This is a serious question. Please do not take it as a joke.

This is a scatter plot from an infamous paper with the same name, enter image description here

CodePudding user response:

If you want to actually generate random points sampled from within text, you could do this using Python's Numpy and Pillow modules relatively easily.

import numpy as np
import matplotlib.pyplot as plt
from PIL import Image, ImageDraw, ImageFont

lines = ["Get me off", "your Fuck", "ing Mailing", "List"]

# get a nice heavy font
font = ImageFont.truetype("fonts/Lato-Black.ttf", size=200)

# calculate width
width = max(font.getbbox(line)[2] for line in lines)

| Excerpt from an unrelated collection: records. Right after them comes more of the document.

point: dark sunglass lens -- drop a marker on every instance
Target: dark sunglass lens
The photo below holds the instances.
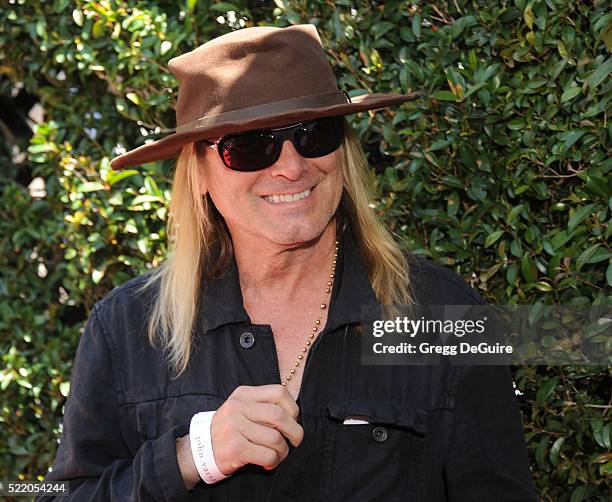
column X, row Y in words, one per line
column 320, row 137
column 248, row 151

# create BW image containing text
im = Image.new('1', (width, len(lines) * font.size))
draw = ImageDraw.Draw(im)
for i, line in enumerate(lines):
    draw.text((0, i * font.size), line, font=font, fill=1)

# sample points
y, x = np.where(np.array(im) > 0)
ii = np.random.randint(len(x), size=sum(map(len, lines)) * 50)
x = x[ii] / im.width
y = y[ii] / im.height

# recreate figure
fig, ax = plt.subplots()
ax.semilogy()
ax.scatter(x, 10**(y*-5), 7**2, linewidths=0.5, marker=' ', color='black')
ax.set_xlabel("Your Fucking Mailing List")
ax.set_ylabel("Get me off")
ax.set_title("Get me off Your Fucking Mailing List")

which might produce something like:

resulting matplotlib output

The lack of masking makes it more difficult to see the letters, but given you seemed to want points for clustering this might not matter so much.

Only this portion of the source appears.